Know ye not that ye are the temple of God, and that the Spirit of God dwelleth in you? If any man defile the temple of God, him shall God destroy; for the temple of God is holy, which temple ye are. 1 Corinthians 3:16-17
We will need to humble our hearts enough to admit to God that we have a problem and that we need help that only comes from Him. I have had to do this a number of times in my life; having an addictive personality, as I do. I know that when I have tried to white knuckle my way through anything, it does not last very long. However, when I call upon the Master to intervene, He will do for me that which I thought impossible.

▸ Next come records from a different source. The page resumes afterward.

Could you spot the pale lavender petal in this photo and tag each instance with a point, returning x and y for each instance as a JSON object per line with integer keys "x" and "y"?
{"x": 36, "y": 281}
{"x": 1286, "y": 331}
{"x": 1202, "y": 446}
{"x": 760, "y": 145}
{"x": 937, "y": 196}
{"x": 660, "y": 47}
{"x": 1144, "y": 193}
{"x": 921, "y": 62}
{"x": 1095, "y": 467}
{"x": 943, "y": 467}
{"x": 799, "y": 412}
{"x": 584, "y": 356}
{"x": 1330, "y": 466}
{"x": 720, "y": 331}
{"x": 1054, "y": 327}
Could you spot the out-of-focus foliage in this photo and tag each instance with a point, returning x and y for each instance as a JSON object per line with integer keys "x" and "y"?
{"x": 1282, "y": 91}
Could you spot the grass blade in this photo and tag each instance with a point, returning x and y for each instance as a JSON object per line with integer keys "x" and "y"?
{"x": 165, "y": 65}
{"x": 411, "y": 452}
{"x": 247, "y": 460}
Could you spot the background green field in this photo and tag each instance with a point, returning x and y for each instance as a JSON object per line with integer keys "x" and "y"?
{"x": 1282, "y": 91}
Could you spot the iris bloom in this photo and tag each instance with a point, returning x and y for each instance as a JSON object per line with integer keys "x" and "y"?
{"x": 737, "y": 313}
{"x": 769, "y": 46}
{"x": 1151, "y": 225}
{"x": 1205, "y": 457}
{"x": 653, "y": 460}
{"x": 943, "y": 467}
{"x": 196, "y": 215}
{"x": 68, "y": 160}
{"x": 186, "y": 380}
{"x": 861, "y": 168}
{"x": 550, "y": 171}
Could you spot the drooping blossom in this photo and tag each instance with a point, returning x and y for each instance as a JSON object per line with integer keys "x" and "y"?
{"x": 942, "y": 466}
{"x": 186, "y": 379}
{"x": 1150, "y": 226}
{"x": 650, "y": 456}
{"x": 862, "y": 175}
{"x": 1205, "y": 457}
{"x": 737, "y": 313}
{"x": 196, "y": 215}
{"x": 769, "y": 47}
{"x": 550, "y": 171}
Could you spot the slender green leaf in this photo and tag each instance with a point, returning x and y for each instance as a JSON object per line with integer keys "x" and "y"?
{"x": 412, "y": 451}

I can do all things through Christ which strengtheneth me. 4:13
Is God capable of healing us in an instant? I belief absolutely without a doubt, He can and has! However, if I am looking for God to heal my body of preventable diseases I must do my part. If I continue to heap my plate, I have now taken my power back and I am no longer relying on God’s power. I am insisting on my way and not God’s way.
More than likely, God is not going to come down and slap a fork out of our hands. This is our job. He is not going to heal us so we can have our way, so that we can continue the same old destructive behavior of being gluttons.
Sometimes healing does not happen in an instant. I am still a work in progress. I work diligently at regaining my health. It is one day at a time, and some days it is one moment at a time, but I am worth the effort. Moreover, I believe God sees me as worth it!
We must first want to get well. I rely on the fact that when I become fully willing to have God’s will to be done in my life, He will heal me and He will heal me completely; mind, and body! Until then I learn, I grow, and I have faith!